Thursday, September 4, 2008
Col 2, 9-10 In him dwells the whole fullness of the deity
(Col 2, 9-10) In him dwells the whole fullness of the deity
[9] For in him dwells the whole fullness of the deity bodily, [10] and you share in this fullness in him, who is the head of every principality and power.
(CCC 463) Belief in the true Incarnation of the Son of God is the distinctive sign of Christian faith: "By this you know the Spirit of God: every spirit which confesses that Jesus Christ has come in the flesh is of God" (1 Jn 4:2). Such is the joyous conviction of the Church from her beginning whenever she sings "the mystery of our religion": "He was manifested in the flesh" (1 Tim 3:16). (CCC 464) The unique and altogether singular event of the Incarnation of the Son of God does not mean that Jesus Christ is part God and part man, nor does it imply that he is the result of a confused mixture of the divine and the human.
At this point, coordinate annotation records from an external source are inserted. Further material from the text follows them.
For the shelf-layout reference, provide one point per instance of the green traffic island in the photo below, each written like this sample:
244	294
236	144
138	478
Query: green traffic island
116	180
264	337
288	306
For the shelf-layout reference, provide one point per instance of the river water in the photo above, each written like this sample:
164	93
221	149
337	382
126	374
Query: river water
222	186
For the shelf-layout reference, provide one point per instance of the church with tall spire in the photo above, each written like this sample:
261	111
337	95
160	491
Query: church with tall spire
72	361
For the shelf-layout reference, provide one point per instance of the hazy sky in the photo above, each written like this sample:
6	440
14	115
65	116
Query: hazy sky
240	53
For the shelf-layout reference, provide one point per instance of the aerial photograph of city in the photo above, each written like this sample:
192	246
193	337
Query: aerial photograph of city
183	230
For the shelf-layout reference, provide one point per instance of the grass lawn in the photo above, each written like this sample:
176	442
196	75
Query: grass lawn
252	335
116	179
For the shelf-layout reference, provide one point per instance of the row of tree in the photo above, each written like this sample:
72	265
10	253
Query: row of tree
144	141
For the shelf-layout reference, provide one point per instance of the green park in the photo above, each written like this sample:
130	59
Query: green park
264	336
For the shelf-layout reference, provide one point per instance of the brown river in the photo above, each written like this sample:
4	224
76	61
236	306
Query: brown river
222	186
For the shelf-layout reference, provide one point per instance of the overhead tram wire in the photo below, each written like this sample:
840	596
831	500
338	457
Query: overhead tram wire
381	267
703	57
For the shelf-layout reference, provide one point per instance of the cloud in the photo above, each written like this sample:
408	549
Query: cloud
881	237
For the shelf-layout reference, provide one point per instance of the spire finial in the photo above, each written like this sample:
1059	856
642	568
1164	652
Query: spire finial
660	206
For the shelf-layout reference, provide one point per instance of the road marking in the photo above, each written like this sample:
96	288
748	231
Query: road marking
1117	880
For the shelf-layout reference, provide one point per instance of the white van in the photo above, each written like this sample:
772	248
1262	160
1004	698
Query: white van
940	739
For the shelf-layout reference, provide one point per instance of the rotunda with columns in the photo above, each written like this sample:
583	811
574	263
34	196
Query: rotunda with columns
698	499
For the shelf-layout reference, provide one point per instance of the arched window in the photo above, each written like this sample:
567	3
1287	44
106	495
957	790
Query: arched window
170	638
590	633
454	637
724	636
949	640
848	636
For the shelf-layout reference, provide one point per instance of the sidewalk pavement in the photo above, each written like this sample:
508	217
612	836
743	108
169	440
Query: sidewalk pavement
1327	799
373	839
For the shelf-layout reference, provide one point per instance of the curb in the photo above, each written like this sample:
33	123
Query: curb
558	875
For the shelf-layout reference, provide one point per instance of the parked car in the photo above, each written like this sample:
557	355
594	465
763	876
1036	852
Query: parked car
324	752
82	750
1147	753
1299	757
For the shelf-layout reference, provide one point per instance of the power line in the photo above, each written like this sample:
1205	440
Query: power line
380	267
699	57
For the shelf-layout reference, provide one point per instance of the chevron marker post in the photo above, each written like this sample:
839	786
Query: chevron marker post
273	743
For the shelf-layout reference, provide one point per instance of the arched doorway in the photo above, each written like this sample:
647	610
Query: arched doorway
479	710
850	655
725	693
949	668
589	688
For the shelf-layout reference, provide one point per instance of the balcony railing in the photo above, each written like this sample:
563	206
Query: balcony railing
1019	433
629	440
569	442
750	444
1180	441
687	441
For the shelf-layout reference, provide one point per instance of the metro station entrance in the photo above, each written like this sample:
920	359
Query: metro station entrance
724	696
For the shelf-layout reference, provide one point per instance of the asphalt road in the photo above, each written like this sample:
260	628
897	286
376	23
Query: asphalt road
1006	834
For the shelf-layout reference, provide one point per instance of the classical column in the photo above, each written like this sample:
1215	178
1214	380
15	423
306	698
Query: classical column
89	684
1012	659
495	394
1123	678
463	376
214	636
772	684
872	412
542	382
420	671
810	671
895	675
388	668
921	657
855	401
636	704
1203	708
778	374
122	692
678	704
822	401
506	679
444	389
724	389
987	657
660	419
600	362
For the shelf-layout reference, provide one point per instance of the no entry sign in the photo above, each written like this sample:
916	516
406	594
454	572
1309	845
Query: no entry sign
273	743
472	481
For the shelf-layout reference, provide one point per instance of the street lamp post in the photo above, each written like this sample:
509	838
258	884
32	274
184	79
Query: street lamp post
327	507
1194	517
He became truly man while remaining truly God. Jesus Christ is true God and true man. During the first centuries, the Church had to defend and clarify this truth of faith against the heresies that falsified it. (CCC 479) At the time appointed by God, the only Son of the Father, the eternal Word, that is, the Word and substantial Image of the Father, became incarnate; without losing his divine nature he has assumed human nature. (CCC 480) Jesus Christ is true God and true man, in the unity of his divine person; for this reason he is the one and only mediator between God and men. (CCC 481) Jesus Christ possesses two natures, one divine and the other human, not confused, but united in the one person of God's Son. (CCC 482) Christ, being true God and true man, has a human intellect and will, perfectly attuned and subject to his divine intellect and divine will, which he has in common with the Father and the Holy Spirit. (CCC 483) The Incarnation is therefore the mystery of the wonderful union of the divine and human natures in the one person of the Word.